Atenção também para o teor dos materiais: nos muito fáceis, a tendência é engajamento baixo; se, ao contrário, forem muito complexos para a turma, a participação pode ser comprometida pelo fato de os alunos não conseguirem compreender e realizar o que foi pedido. A ideia é selecionar itens que contribuam com a aprendizagem dos alunos sem a necessidade de mediação do professor. Vale lembrar que essa lista pode ser composta com materiais de fontes diversas, mas também por recursos usuais, como o livro didático.
A sala de aula invertida pede um cuidado extra com a comanda - isto é, as orientações do que deve ser feito pelo aluno. Não adianta apenas indicar “veja este vídeo antes da aula”, mas “veja este vídeo, anotando os pontos-chave sobre determinado assunto e relacionando-o com outro texto x indicado”, por exemplo. “São verbos que indicam ação, que deixam claro que o aluno tem uma produção a fazer para a aula presencial”, explica Trevisani. Aliás, durante a aplicação prática da aula invertida, este é um ponto crucial: o professor precisa utilizar na aula presencial o conhecimento construído pelos alunos previamente, caso contrário os alunos poderão se questionar: “Poxa, eu fiz tudo isso para quê?”
Potencialidades
A autonomia que gera nos alunos e a mediação feita pelo professor do conteúdo faz da sala de aula invertida um modelo que dá cara nova à aula presencial. “Quando você inverte a aula, o momento presencial é ressignificado; a aula fica mais ativa e os alunos se engajam mais na construção do conhecimento porque eles têm com o que contribuir”, afirma Trevisani. “A possibilidade de diálogo em torno dos conceitos aprendidos é maior, antes e depois da aula presencial.”
Enquanto acompanha o desenvolvimento das atividades prévias de estudo, o docente pode conhecer melhor seus alunos por meio de dados gerados por ferramentas e plataformas digitais. Por isso, utilizar recursos que gerem dados que possam ser analisados pelos docentes é sempre uma ótima opção a ser adotada.
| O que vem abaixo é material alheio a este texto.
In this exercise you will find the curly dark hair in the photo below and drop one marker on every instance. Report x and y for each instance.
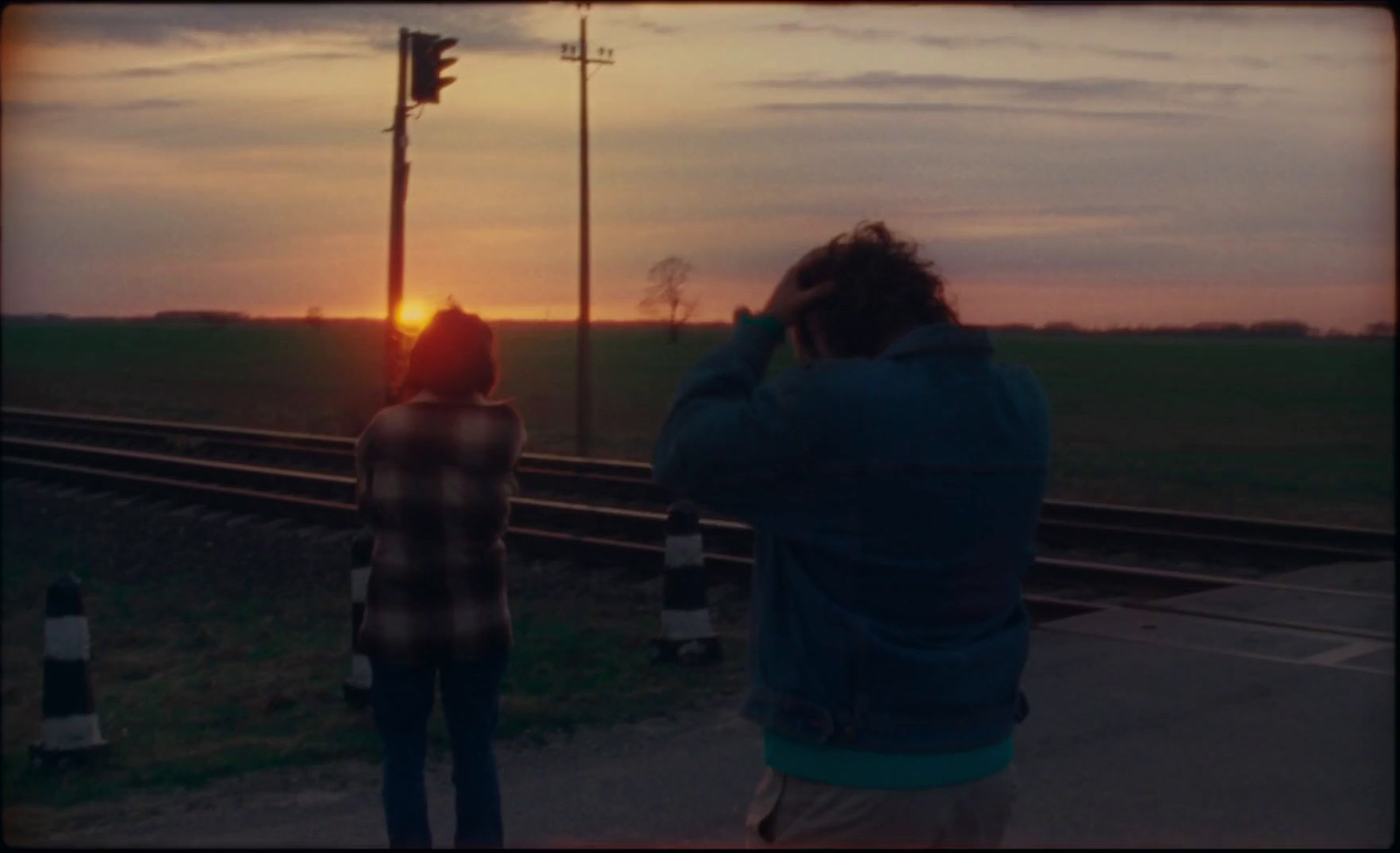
(882, 289)
(454, 356)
Os resultados de um questionário, por exemplo, geram gráficos e tabelas que ajudam a ter uma visão geral da classe. E essas informações devem ser usadas pelo professor para construir a aula com a participação dos estudantes. “Importante não colocar o aluno na posição passiva nas aulas – para não desanimarem – e buscar a participação que, de quebra, estimula a autoestima”, analisa Margareth Polido Pires.
Nesse acompanhamento, o professor pode diferenciar os tipos de materiais indicados. Por exemplo: para alguns é possível oferecer um texto e, para outros, um vídeo. “O professor não somente obtém informações sobre o desempenho dos alunos na construção dos conceitos específicos, mas também tem condições de, ao longo do trabalho, perceber qual é a melhor forma de cada aluno aprender. Isso permite que formas de avaliação sejam desenvolvidas durante o processo de aprendizagem e não somente no final”, afirma Trevisani.